Lying or Committing Fraud
It happens. We hate to admit it, but it does. The C&P Examiners will sometimes note on exams that the veteran was uncooperative or was a poor historian. This, to someone reading the exam reports, means that they think the veteran was lying. Financial problems, anxiety, fear of losing health care benefits, and other situations will often lead someone to overstate their pain or lie about their condition in an effort to keep their benefits. This usually ends up working against them. This will not only cost the veteran money they have to pay back (past benefits and possibly health care costs) but also jail time. And it also costs other veterans in increased wait times and lower cost of living increases (2017’s COLA increase is only 0.3%) Be honest, and be sure that you have a representative assist you in your claims to make sure everything is reviewed before you send it into the VA.
Not Being Educated about the VA
Do not file a claim if you do not know how to do it.
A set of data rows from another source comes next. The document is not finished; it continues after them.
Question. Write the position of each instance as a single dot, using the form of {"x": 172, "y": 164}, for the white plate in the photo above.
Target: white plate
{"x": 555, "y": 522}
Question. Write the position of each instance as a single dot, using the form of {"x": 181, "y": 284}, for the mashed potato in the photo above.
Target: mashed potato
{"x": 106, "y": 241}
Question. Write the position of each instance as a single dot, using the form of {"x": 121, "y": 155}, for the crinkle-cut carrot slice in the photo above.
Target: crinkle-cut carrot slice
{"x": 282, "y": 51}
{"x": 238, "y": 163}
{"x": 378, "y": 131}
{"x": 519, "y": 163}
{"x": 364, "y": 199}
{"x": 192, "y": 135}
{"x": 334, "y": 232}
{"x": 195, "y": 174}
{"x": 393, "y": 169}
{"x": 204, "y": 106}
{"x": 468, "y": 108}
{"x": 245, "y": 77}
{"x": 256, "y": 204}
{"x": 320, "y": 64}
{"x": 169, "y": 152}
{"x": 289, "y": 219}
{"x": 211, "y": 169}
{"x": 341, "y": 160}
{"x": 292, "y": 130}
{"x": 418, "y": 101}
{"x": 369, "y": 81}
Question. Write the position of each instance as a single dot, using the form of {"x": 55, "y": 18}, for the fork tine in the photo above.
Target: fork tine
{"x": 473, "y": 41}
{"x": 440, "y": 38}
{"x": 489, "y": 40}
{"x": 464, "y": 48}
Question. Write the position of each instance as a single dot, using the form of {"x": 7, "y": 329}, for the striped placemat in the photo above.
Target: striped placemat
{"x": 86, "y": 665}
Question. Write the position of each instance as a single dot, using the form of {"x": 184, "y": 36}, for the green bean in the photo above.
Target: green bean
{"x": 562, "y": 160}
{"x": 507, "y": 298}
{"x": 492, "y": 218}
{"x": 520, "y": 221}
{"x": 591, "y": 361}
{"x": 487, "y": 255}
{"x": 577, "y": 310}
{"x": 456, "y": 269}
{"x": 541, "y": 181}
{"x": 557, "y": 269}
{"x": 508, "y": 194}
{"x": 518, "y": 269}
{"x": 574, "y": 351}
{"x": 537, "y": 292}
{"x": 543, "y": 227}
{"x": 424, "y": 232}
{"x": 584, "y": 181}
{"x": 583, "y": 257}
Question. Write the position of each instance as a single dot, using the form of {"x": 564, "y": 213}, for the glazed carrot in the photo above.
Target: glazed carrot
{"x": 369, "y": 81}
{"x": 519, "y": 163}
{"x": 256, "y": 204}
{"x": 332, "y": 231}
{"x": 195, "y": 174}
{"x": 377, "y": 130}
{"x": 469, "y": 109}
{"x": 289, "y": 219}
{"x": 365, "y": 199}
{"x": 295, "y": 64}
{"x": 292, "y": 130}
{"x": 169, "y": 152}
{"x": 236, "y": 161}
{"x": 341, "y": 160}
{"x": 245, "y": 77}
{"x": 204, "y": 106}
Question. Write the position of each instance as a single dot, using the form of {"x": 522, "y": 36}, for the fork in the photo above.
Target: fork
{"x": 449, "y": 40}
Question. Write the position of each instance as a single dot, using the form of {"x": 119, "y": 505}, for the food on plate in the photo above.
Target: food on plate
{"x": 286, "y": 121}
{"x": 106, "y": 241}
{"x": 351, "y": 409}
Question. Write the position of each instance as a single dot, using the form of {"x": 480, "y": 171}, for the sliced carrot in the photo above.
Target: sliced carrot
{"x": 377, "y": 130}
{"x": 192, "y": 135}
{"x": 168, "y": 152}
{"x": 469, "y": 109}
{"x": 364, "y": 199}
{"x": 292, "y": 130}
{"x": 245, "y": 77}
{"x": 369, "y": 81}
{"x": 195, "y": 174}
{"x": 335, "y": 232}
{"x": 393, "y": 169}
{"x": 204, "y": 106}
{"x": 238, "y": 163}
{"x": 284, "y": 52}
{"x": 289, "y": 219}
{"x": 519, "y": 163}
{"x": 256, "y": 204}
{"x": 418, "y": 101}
Okay, maybe that is a bit redundant because I don’t think even the VA is quite sure how to file the perfect claim. But whatever you do, get yourself educated before you file anything. There are a few things you need to know before you file a claim and making sure you do your research, have your paperwork in order, and knowing what you are and should be filing for will decrease your wait time and improve your chances of having a successful claim. There is a guide in our blog here.
Of course, everyone has the right to file a claim regardless of what anyone else tells them, be it the VA, an attorney, or a service representative. Advice is just that, advice, and no one can force someone not to file a claim. The main thing to remember when you are dealing with the VA is to be upfront and honest. The VA also has a duty to assist but the burden of proof still lies with the veteran in the end. Know the rules, research, educate yourself, and ask for help.